Sawers considera que a Organização para a Libertação do Levante (Hayat Tahrir al-Sham, HTS), antes afiliada à Al Qaeda, "tem-se comportado como um movimento de libertação nacional e não como uma organização terrorista internacional ao longo do último ano ou dois".
"Penso que temos de lhes dar o benefício da dúvida. Temos de eliminar as proscrições que lhes são impostas", afirmou hoje, durante um seminário sobre a situação na Síria organizado pelo centro de estudos britânico Chatham House.
Em dezembro, uma coligação rebelde islamita liderada pelo HTS forçou a queda do regime do Presidente Bashar al-Assad e tomou o poder na Síria, desencadeando um processo de transição em que as novas autoridades se comprometeram a resolver os principais problemas do país, devastado por uma guerra civil iniciada em 2011.
O HTS continua classificado como terrorista pela ONU e por vários países ocidentais, nomeadamente os EUA e o Reino Unido.

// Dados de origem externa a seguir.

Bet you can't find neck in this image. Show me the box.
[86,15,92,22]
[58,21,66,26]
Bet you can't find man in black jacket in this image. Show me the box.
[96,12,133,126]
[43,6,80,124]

Sawers defende também que a comunidade ocidental deve "atuar rapidamente para levantar as sanções" e manifestou esperança que o Presidente norte-americano, Joe Biden, avance com uma "ordem executiva para levantar pelo menos algumas dessas sanções" na última semana em funções.
O ministro dos Negócios Estrangeiros da Arábia Saudita, Faisal bin Farhan, apelou no domingo ao levantamento das sanções internacionais contra a Síria, numa reunião de países árabes e ocidentais em Riade, considerando que a sua manutenção impedirá o desenvolvimento do país.
Sawers, que atualmente dirige a consultora Newbridge Advisory sobre riscos geopolíticos, também defendeu o repatriamento de antigos membros do grupo terrorista Estado Islâmico atualmente retidos em campos de refugiados no norte da Síria controlados por forças curdas.
"Os países de onde essas pessoas eram cidadãos devem recebê-los", vincou, algo a que o Reino Unido e outros países têm resistido.
Tirando lições das quedas dos regimes de Saddam Hussein no Iraque, em 2003, e de Muammar Kadafi na Líbia em 2011, o antigo diplomata britânico defendeu que é importante evitar a instabilidade que se seguiu naqueles países.
"Quanto mais tempo nos mantivermos na situação atual, mais os 'ratos' se vão intrometer e mais as armas vão entrar e as insurreições locais podem começar. Seis semanas após o início da transição no Iraque não parecia muito mau, mas quando passámos seis meses, a situação tornou-se de facto muito, muito difícil", avisou.
Paul Salem, vice-presidente do Middle East Institute, autor de vários livros sobre geopolítica na região, defendeu a necessidade da elaboração de um roteiro "muito rapidamente, em cooperação entre a comunidade internacional e o regime de Damasco".
O plano para a reconstrução do país, referiu, deve ser coordenado com os processos de paz da ONU elaborados em 2019 e deve preparar um diálogo nacional entre diferentes comunidades.
"O HTS não pode governar a Síria. Não tem os recursos humanos, não tem a legitimidade, não tem a ideologia. Por isso, tem absolutamente de passar por um processo político, o que basicamente significa inclusão, o que significa diálogo nacional, o que significa trabalhar para eleições e a Síria", adiantou Salem.
Este analista acredita que o futuro regime possa ser inspirado por soluções políticas testadas por exemplo, no Líbano e no Iraque, que descreveu como "uma democracia eleitoral desorganizada e inclusiva".
"Não será perfeita, mas não conseguirá ser um Estado centralizado", disse.
No mesmo evento, a escritora síria Rime Allaf admitiu que sejam necessários dois a três anos para se chegar a acordo sobre uma nova constituição e realizar eleições para permitir o regresso e registo de milhões de refugiados.
"Penso que terão um grande impacto no equilíbrio entre o Islão e o tipo de governação pluralista que iremos ter. Continuo cautelosamente otimista", confiou.